In these regions, drought can hit especially hard. Local farmers rely on the parched landscape to feed their goats. With the ground bone-dry and plants already scarce, hungry goats eat up what little vegetation is left — leaving no roots to hold the soil in place, anthropologist Hawks tells Inverse.
“There’s huge impacts from overgrazing, and the shifts in rainfall are really important,” Hawks says. Too much grazing and too little rain equate to soil erosion.
It takes very little erosion to wipe out the layers of earth that can reveal how a bone and a stone tool might be connected to each other. Fossil human remains are rare and precious: Each fragment reveals another page of our story, but only if anthropologists can tell how old it is relative to other pieces found in the same place. The objects remain, but the story they tell gets lost.
Everyone loses out: The farmers, the scientists, and the goats.
It is a race against time and nature: Archaeologists have to save what they can, and if they can’t save an artifact, to at least extract the information from it before it is lost.
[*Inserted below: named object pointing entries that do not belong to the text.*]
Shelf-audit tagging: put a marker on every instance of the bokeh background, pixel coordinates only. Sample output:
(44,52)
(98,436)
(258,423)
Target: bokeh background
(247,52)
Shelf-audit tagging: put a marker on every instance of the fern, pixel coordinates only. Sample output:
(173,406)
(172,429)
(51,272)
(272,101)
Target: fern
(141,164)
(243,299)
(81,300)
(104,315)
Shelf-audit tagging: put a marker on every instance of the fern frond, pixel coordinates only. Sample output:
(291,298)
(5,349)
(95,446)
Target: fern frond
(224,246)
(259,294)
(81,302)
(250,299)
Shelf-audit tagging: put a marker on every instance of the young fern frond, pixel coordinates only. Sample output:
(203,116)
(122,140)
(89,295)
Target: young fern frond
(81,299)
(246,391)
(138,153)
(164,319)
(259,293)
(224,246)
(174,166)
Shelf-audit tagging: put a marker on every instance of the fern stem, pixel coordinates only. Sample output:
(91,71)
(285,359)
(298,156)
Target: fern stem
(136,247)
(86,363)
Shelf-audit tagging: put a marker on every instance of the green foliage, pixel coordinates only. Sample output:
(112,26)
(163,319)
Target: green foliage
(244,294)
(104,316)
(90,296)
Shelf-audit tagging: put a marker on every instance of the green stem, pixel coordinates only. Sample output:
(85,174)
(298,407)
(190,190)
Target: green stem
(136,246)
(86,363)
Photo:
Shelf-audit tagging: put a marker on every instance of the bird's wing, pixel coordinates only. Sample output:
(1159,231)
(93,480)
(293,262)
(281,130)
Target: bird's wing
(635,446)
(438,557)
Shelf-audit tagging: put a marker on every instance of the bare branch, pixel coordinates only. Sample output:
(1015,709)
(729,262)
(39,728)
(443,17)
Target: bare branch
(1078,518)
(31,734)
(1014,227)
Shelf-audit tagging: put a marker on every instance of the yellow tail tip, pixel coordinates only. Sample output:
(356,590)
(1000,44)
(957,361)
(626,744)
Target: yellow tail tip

“What we’re doing is triage,” says Hawks. “And there’s not enough archaeologists to do it.”
After the storm
One of the biggest hurdles facing the archaeologists at Jamestown and elsewhere is to work out the scale of the problem and where needs the most help the most urgently. Only after that can they plan their excavations and develop new infrastructure, like drainage, to keep them safe from the climate.
For example, at Florida’s Cape Canaveral modern rocket launch platforms stand alongside 10,000-year-old Indigenous shell middens and the remains of 200-year-old fishing towns. The launch complexes, many of which were built in the heyday of the Space Race between the U.S. and the Soviet Union, may not be so obviously important in terms of telling the story of our origin, but they are as much a part of humanity’s history as the oldest human fossils in Africa and Neanderthal caves in Eurasia.
NASA’s former Launch Complex 34 — now a memorial to the fire that killed the Apollo 1 crew in 1967 — once sat a few hundred meters from the edge of the Atlantic Ocean. Today, the edges of the complex are underwater at high tide.
“Once it was almost unheard of to have those [category] fours and fives [hurricanes] coming in,” University of South Florida archaeologist Lori Collins tells Inverse. “It seems like we’re having multiple fours and fives every year.”
“A lot of the launch complexes that were purposely built along that coastal zone are experiencing damages and loss to some of the structural aspects,” says Collins. “Every time storms happen, we’re getting further and further erosion activity up the shore.” The storms also tend to strip sand away from some places and re-deposit it in others, so while some sites are in danger of being washed away, others are being buried.
Collins says archaeologists with the Cape Canaveral Archaeological Mitigation Project now spend much of their time documenting the aftermath of major storms.
“We’re often discovering new things that either are pushed up or exposed during post-storm surveys,” she says.
Laser scans are helping Collins and her colleagues map historic rocket launch complexes along the coast and monitor how the shoreline beneath them is eroding with each passing storm. Sometimes, archaeologists know a site is doomed, so they gather as much detailed information about it as they can, creating a digital reconstruction for posterity.
Mapping and monitoring can help engineers stabilize historic structures; that may mean shoring them up against erosion or even painting them to keep metal girders and crossbeams from rusting in humid, salty air. But Collins doesn’t think of the work as a salvage effort.
“These types of programs are critical to having a scientific approach to a response instead of just a reactive approach,” Collins says. “I think of it as resiliency.”